32 Avenue of the Americas 25th Floor New York 10013

Current Intern BLOG

Bergdorf Goodman's windows: the best Museum in New York City

Posted by anonymous on December 11, 2009 at 10:27 AM

On Fifth Avenue, very close to the MoMA, there is a place which is not mentioned in the guides as a proper museum, but it permits me not to feel guilty if I haven’t visited the “canonical” exhibits of the city yet. It does not force you to leave the streets, so full of continuous stimulus, to enter a close silent place, and offers all the flavors of Manhattan: eclectic art, the constant contact with pop culture and the need of dreaming.

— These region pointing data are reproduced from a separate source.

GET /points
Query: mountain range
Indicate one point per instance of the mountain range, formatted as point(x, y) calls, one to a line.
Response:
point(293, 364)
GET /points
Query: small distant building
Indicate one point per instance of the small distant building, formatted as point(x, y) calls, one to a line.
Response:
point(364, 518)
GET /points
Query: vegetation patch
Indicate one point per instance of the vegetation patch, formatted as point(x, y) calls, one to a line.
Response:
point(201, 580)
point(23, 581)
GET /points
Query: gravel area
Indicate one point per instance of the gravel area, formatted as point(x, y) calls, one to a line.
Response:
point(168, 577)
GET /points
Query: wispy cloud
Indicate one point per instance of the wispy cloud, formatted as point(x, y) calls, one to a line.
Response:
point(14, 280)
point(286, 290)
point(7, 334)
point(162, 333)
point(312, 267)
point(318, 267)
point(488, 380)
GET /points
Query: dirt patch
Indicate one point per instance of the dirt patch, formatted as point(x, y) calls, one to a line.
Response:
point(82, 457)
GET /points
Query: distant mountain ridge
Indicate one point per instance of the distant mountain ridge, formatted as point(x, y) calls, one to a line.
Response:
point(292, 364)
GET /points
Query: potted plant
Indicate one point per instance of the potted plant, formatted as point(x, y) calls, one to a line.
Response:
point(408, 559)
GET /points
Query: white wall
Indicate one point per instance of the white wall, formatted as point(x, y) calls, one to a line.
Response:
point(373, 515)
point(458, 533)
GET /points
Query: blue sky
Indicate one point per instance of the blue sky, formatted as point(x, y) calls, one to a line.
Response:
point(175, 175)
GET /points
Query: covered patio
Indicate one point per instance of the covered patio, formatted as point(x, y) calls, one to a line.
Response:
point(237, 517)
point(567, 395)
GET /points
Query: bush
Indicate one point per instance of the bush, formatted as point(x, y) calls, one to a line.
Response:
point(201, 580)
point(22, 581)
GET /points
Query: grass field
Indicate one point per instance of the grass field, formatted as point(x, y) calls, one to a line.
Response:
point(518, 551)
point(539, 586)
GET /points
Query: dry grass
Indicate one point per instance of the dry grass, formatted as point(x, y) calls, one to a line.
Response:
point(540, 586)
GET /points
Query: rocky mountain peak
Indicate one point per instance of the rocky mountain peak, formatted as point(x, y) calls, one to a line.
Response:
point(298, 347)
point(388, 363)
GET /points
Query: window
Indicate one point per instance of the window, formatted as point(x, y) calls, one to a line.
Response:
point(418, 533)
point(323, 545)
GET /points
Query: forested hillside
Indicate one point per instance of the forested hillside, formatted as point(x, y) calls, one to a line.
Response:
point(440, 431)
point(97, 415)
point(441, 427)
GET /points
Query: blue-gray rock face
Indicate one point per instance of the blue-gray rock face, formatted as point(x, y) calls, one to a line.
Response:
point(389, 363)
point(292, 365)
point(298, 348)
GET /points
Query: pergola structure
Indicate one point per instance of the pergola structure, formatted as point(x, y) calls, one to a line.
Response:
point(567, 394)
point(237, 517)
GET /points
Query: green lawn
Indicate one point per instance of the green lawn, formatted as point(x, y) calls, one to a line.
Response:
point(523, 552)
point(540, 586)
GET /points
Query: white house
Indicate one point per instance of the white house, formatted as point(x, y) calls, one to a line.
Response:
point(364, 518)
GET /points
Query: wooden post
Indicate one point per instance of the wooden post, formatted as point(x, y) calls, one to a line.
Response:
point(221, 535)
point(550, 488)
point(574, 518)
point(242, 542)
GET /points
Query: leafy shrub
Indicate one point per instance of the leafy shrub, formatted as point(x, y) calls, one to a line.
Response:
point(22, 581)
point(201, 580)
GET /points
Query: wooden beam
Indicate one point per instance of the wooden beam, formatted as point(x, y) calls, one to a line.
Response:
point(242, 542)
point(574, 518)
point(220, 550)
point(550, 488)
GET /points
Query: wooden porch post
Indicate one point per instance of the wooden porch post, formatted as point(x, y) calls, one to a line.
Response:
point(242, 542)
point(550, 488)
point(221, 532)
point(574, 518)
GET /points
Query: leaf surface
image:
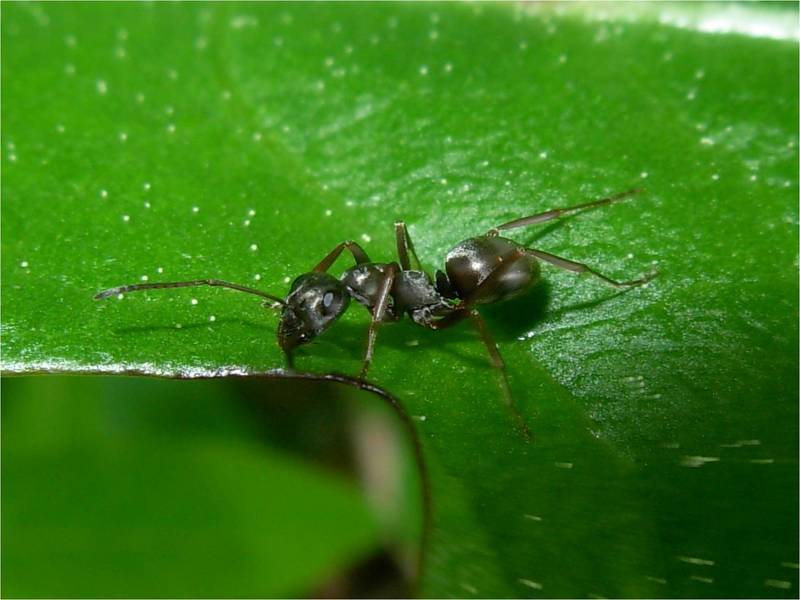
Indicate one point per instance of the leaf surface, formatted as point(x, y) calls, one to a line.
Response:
point(244, 142)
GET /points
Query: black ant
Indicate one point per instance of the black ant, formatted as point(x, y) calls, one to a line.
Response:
point(479, 270)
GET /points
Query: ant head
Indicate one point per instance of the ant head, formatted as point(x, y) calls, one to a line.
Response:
point(314, 302)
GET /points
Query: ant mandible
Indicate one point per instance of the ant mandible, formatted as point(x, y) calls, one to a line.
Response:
point(479, 270)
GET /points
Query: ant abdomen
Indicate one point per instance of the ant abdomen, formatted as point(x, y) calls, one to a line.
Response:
point(472, 261)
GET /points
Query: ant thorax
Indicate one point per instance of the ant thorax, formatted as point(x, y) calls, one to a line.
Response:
point(411, 290)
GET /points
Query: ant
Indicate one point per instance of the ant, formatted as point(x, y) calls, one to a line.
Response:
point(479, 270)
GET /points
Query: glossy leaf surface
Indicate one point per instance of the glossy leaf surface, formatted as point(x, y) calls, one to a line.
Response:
point(245, 141)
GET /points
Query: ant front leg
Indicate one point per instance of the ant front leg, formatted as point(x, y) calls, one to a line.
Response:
point(357, 251)
point(378, 313)
point(577, 267)
point(404, 246)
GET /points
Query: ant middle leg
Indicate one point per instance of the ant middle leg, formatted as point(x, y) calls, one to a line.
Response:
point(560, 212)
point(357, 251)
point(378, 314)
point(404, 246)
point(576, 267)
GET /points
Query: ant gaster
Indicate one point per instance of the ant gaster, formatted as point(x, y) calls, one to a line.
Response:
point(479, 270)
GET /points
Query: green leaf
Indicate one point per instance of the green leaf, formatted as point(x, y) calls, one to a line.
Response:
point(245, 141)
point(154, 489)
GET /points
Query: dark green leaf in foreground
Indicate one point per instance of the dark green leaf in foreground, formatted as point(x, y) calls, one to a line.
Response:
point(244, 141)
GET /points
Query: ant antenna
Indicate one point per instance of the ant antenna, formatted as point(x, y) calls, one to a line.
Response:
point(124, 289)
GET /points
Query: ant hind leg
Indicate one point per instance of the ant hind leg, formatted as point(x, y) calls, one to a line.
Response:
point(560, 212)
point(571, 265)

At the same time, it gives you the most vivid and psychedelic portrait of the city itself.

Bergdorf Goodman, a luxury goods department store on Fifth Avenue offers pieces of arts in its windows, framed masterpieces where contemporary visionary artists are offered space to play with the creations of the biggest names of the fashion world. The results are stunning: postmodern ironic and iconic portraits, able to combine the stimulus of the contemporary culture and the city to the languages of the classically conceived works of art.

For the 2009 Holiday, the theme is A Compendium of Curiosities, inspired to Alice in Wonderland: in each windows, Lewis Carrol’s characters take life in a Marc Jacobs, Alexander McQueen, Christian Louboutin or Monique Lhuiller creations, portrayed in a psychedelic-Victorian world made of juxtaposed spaces, little infinite miniatures of staircases, dollhouses, gloomy embalmed animals, cards and roulette wheels.

The “exhibit” continues inside, in the upper floor of the shop (the Decorative Home department), where the most surreal and artistic (and expensive) Christmas decorations are: submarine or wild jungle themed ornaments for the tree, tabby and psychedelic socks for the cheminee, whreats in perfect Studio54 style.

Bergdorf Goodman’s windows change every three or four weeks. My favouirite masterpiece? One of November “sculptures”, a work from an Artist of the American Visionary Art Museum of Baltimore, featuring Oscar de la Renta: a sensual and cybernetic version of Bernini’s Ecstasy of Saint Theresa.